Over the last 50 years, the European pharmaceutical harmonisation process had a significant impact in the rest of the world, especially after the first decade of ICH achievements. Over the last 20 years, pharmaceutical harmonisation has made further progress in several parts of the world.  Regional harmonisation initiatives expressed the wish to be associated with ICH, such as the Asia Pacific Economic Cooperation (APEC), South East Asia (ASEAN), the East African Community (EAC), Southern African Development Community (SADC), the Gulf Health Council (GHC), the Pan American Network for Drug Regulatory Harmonization (PANDRH).

When the ICH became institutionalised in 2015, I suggested that patients’ representatives should become directly involved in the process, like they already are at EU level. The World Health Organization should play a more pro- active role in ICH discussions, dissemination and feedback on existing or new guidelines in order to avoid divergent norms with other regional initiatives.

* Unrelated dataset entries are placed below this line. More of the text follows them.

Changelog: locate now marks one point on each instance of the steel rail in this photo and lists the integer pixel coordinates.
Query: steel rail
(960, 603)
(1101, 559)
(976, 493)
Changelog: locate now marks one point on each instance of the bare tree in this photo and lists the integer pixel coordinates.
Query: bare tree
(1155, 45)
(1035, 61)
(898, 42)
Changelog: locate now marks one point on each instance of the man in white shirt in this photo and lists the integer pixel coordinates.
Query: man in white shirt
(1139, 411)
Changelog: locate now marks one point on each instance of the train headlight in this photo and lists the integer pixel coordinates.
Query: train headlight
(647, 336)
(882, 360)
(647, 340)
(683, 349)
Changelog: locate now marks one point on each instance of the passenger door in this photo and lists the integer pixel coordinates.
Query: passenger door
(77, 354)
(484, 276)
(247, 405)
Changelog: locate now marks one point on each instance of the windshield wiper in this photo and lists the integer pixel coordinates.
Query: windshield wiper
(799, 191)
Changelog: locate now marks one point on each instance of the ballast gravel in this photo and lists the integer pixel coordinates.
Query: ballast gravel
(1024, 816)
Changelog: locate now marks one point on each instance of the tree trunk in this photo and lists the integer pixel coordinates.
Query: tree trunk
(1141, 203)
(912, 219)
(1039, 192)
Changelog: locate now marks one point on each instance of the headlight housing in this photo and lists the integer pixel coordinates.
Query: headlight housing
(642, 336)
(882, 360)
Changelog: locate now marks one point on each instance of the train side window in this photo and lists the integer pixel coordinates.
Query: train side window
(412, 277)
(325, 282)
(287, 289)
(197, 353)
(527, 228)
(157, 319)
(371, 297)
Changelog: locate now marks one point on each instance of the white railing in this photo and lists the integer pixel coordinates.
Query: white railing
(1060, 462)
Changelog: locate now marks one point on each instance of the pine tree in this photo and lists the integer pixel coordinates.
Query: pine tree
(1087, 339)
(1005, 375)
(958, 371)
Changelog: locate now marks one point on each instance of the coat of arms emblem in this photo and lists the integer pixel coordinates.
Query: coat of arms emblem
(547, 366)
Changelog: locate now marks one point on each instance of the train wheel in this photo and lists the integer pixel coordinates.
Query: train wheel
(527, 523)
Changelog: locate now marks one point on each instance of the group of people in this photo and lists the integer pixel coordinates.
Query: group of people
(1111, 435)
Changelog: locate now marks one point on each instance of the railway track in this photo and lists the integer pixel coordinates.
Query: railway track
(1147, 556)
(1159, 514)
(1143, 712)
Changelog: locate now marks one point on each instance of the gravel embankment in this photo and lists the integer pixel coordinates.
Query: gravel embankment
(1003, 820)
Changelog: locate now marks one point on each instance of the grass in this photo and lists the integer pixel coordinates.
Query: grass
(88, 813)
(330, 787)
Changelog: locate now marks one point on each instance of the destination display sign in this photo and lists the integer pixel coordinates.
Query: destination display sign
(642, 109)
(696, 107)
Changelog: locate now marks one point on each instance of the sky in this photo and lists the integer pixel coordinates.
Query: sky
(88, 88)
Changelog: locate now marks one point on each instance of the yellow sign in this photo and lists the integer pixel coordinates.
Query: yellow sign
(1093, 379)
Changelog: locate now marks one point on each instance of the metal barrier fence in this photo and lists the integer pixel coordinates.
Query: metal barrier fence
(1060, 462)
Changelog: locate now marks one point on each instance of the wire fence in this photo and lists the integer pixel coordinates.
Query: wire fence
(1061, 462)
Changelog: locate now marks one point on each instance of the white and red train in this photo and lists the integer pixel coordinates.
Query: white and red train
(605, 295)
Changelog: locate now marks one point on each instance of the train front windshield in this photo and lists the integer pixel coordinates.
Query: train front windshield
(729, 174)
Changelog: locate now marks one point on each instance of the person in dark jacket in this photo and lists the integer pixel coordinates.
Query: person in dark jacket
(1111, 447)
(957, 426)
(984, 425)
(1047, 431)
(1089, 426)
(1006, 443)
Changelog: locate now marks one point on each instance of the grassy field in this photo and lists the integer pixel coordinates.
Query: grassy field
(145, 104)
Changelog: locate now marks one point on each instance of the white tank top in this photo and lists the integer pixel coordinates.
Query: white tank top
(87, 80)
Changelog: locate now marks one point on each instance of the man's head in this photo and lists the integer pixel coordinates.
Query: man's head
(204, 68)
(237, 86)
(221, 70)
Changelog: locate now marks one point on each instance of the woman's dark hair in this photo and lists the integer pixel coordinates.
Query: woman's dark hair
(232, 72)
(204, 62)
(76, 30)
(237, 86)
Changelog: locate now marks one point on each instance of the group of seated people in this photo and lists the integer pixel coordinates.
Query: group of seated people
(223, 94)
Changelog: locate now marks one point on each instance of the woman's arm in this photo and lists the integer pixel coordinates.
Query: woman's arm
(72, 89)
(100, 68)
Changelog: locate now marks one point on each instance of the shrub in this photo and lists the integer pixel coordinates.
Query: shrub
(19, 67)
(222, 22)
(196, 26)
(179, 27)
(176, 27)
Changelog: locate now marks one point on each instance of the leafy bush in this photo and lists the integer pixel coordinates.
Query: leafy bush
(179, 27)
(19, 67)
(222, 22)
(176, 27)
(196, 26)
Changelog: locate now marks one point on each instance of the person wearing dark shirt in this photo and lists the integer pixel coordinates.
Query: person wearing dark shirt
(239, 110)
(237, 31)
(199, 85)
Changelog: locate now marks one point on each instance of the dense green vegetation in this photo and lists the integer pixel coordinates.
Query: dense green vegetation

Back in 2000, at ICH5 in San Diego, I argued that ICH achievements should encourage companies to submit simultaneous submissions to FDA, EMA and Japan. The 3 regions would of course keep a final say. I noticed with interest that attempts have been made between the EMA and FDA to conduct, in a limited number of cases, parallel evaluations relevant to quality by design, and parallel scientific advice.

Major regulatory agencies should attempt to publish their respective evaluations of new medicinal products in a similar format. Patient organisations and independent observers could then compare final outcomes and measure the real degree of international harmonisation achieved so far, for the benefit of WHO and the rest of the world.

¹Update of an article published in Pharmaceuticals Policy and Law 17 (2015) 9–15 9.